In the collections at Weymouth Museum is a small cardboard box containing a roll of paper. The paper roll consists of a series of printed views of the Dorset coast, which have been stuck together on a linen backing to give a continuous picture of the coast from Portland Bill to Lulworth Cove as seen from the sea. From the steamships that are shown off Weymouth, I would date the roll to about 1825-30. It must have been part of a very expensive tourist souvenir.

The box lid describes it as a Cycloramique View of Weymouth Bay, and incudes a drawing of the viewer.
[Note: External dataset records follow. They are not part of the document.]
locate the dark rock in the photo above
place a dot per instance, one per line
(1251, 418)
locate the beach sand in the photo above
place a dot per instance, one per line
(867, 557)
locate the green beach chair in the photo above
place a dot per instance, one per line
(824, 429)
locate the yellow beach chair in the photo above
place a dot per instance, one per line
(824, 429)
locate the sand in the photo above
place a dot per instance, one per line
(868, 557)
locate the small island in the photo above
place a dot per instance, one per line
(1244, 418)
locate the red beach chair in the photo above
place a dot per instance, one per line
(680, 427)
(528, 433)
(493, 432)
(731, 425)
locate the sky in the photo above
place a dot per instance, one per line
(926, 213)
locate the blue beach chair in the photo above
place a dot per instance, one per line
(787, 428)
Clearly it was intended to turn the roll so the pictures moved in front of the viewer as though they were passing along the coast.
I naturally wanted to reconstruct the viewer.
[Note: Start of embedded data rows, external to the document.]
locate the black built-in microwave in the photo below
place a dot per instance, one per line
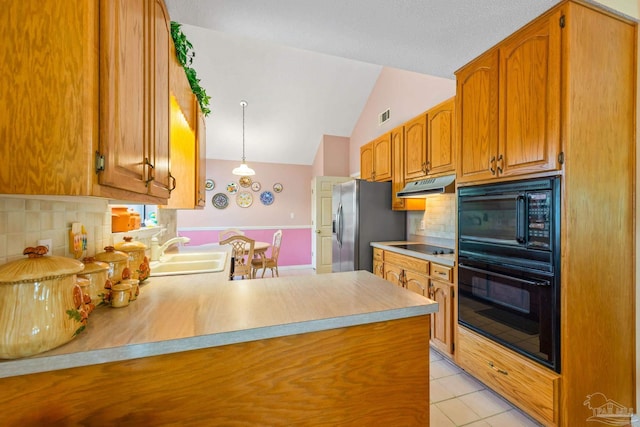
(508, 265)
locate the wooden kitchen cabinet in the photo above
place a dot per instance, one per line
(415, 148)
(87, 115)
(442, 291)
(541, 82)
(430, 279)
(134, 94)
(509, 106)
(536, 389)
(429, 146)
(397, 177)
(441, 147)
(375, 159)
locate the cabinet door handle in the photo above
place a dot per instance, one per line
(498, 370)
(150, 175)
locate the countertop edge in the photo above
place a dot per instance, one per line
(18, 367)
(448, 260)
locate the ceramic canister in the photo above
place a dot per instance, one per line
(41, 306)
(116, 260)
(97, 273)
(136, 252)
(120, 295)
(120, 219)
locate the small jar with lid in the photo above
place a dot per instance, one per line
(116, 260)
(136, 252)
(97, 273)
(42, 306)
(120, 219)
(120, 295)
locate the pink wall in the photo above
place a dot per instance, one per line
(407, 94)
(290, 211)
(332, 158)
(295, 249)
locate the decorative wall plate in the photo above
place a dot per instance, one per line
(266, 197)
(244, 199)
(220, 200)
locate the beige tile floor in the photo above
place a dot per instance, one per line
(458, 399)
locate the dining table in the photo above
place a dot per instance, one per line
(259, 250)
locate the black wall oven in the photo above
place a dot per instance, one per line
(508, 269)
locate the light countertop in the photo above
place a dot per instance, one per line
(444, 259)
(182, 313)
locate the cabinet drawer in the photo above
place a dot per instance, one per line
(441, 272)
(407, 262)
(529, 386)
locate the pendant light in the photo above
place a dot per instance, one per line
(243, 169)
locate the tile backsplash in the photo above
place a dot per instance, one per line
(438, 218)
(24, 221)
From high quality scans of the cyclorama images I was able to print off all the images and mount them together in a single strip. Even at ten centimetres high the strip was nearly four metres long.

Then it was necessary to reconstruct the turning mechanism, I had no idea of how the original worked, but after several sessions of trial and error I created this.

The surrounding box both contains the winding mechanism and holds it at a suitable distance from the viewers eyes. An internal partition gives a suitable frame for the view.

The box was finally decorated and, by tuning the knobs, you can experience a voyage along the Dorset coast as it would have been nearly two hundred years ago.